OBBLIGO DI DENUNCIA PRIVACY E CONSENSO INFORMATO ORDINE
OBBLIGO DI DENUNCIA, PRIVACY E CONSENSO INFORMATO ORDINE DEGLI PSICOLOGI DELLA TOSCANA 19 febbraio 2016 AVV. VINCENZO FARNARARO AVV. CRISTINA MOSCHINI
OBBLIGO DI DENUNCIA: PREMESSA • Lo svolgimento della professione di psicologo, come le altre professioni intellettuali, implica aspetti di rilevanza pubblicistica, che giustificano il suo ordinamento. • In più, si tratta di una professione sanitaria. • Queste caratteristiche impongono al professionista particolari cautele e comportamenti anche “attivi” a tutela della categoria e degli utenti, nel preminente interesse pubblico. • Tra tali comportamenti attivi assume particolare rilievo l’obbligo di denuncia, in ambito penale e deontologico
IN AMBITO PENALE • Il tema dell’obbligo di “denuncia” in ambito penale in relazione a fatti appresi nel corso dell’attività professionale è correlato al dovere di segreto professionale • Si può anzi affermare che l’istituto del segreto professionale prevale, in rapporto di regola ad eccezione, sull’obbligo di denuncia
Le norme di legge direttamente rilevanti Rilevano, in primo luogo, alcuni articoli dei codici penale e di procedura penale Ma proprio perché si tratta di una professione ordinistica, vedremo che assumono rilievo, nello specifico, anche norme del codice deontologico degli psicologi
Art. 200 codice procedura penale • • Segreto professionale. 1. Non possono essere obbligati a deporre su quanto hanno conosciuto per ragione del proprio ministero, ufficio o professione, salvi i casi in cui hanno l'obbligo di riferirne all'autorità giudiziaria: a) i ministri di confessioni religiose, i cui statuti non contrastino con l'ordinamento giuridico italiano; b) gli avvocati, gli investigatori privati autorizzati, i consulenti tecnici e i notai; c) i medici e i chirurghi, i farmacisti, le ostetriche e ogni altro esercente una professione sanitaria; d) gli esercenti altri uffici o professioni ai quali la legge riconosce la facoltà di astenersi dal deporre determinata dal segreto professionale. 2. Il giudice, se ha motivo di dubitare che la dichiarazione resa da tali persone per esimersi dal deporre sia infondata, provvede agli accertamenti necessari. Se risulta infondata, ordina che il testimone deponga.

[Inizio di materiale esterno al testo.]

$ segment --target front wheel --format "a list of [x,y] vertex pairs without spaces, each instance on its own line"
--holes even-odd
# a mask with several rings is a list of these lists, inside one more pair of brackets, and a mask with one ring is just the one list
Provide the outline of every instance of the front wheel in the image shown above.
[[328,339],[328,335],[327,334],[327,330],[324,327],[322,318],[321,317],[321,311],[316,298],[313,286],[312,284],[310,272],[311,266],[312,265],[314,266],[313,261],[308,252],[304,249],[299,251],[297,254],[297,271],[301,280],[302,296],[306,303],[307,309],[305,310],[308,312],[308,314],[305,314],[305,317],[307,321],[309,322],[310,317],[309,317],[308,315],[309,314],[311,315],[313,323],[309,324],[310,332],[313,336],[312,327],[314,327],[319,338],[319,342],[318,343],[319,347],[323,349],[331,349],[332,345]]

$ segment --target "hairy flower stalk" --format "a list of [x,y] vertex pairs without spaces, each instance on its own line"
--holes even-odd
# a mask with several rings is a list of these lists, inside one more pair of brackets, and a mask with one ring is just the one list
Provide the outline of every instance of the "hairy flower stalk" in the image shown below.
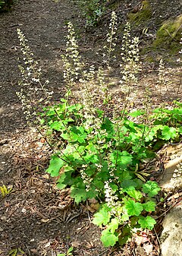
[[38,62],[33,58],[30,47],[27,45],[27,40],[20,29],[17,30],[20,40],[20,50],[23,53],[24,65],[19,65],[21,73],[21,80],[19,81],[20,90],[17,93],[21,100],[26,119],[37,122],[37,112],[42,106],[50,103],[53,92],[46,89],[49,81],[44,84],[40,81],[41,68],[38,67]]
[[112,180],[109,180],[105,182],[105,200],[107,203],[107,206],[111,209],[110,212],[112,215],[120,218],[121,204],[119,201],[119,198],[115,191],[113,191],[109,183],[111,183]]
[[127,23],[122,40],[121,65],[122,77],[120,81],[121,90],[130,96],[132,87],[137,83],[136,74],[140,71],[139,66],[139,38],[131,37],[130,24]]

ART. 622 COD. PEN. • Rivelazione di segreto professionale. • Chiunque, avendo notizia, per ragione del proprio stato o ufficio, o della propria professione o arte, di un segreto, lo rivela, senza giusta causa, ovvero lo impiega a proprio o altrui profitto, è punito, se dal fatto può derivare nocumento, con la reclusione fino a un anno o con la multa da euro 30 a euro 516. • La pena è aggravata se il fatto è commesso da amministratori, direttori generali, dirigenti preposti alla redazione dei documenti contabili societari, sindaci o liquidatori o se è commesso da chi svolge la revisione contabile della società. • Il delitto è punibile a querela della persona offesa
LE ECCEZIONI ALL’OBBLIGO DI MANTENERE IL SEGRETO PROFESSIONALE A) QUANDO SUSSISTE OBBLIGO DI DENUNCIA AI SENSI DEGLI ARTT. 361 E 362 A CARICO DI PUBBLICO UFFICIALE O INCARICATO DI PUBBLICO SERVIZIO B) QUANDO SUSSISTE OBBLIGO DI REFERTO PER GLI ESERCENTI LA PROFESSIONE SANITARIA
Obbligo di denuncia (artt. 361 e 362 c. p. ) • Queste due ipotesi presuppongono il ruolo di pubblico ufficiale o incaricato di pubblico servizio, e quindi ineriscono i casi di professionista che opera in strutture pubbliche • Richiedono che lo stesso abbia avuto “notizia” di un reato perseguibile d’ufficio, e tale notizia può essere desunta in qualsiasi modo, quindi non solo in sede strettamente professionale
361 c. p. • Omessa denuncia di reato da parte del pubblico ufficiale. • Il pubblico ufficiale, il quale omette o ritarda di denunciare all'autorità giudiziaria, o ad un'altra autorità che a quella abbia obbligo di riferirne, un reato di cui ha avuto notizia nell'esercizio o a causa delle sue funzioni , è punito con la multa da euro 30 a euro 516. • La pena è della reclusione fino ad un anno, se il colpevole è un ufficiale o un agente di polizia giudiziaria, che ha avuto comunque notizia di un reato del quale doveva fare rapporto. • Le disposizioni precedenti non si applicano se si tratta di delitto punibile a querela della persona offesa.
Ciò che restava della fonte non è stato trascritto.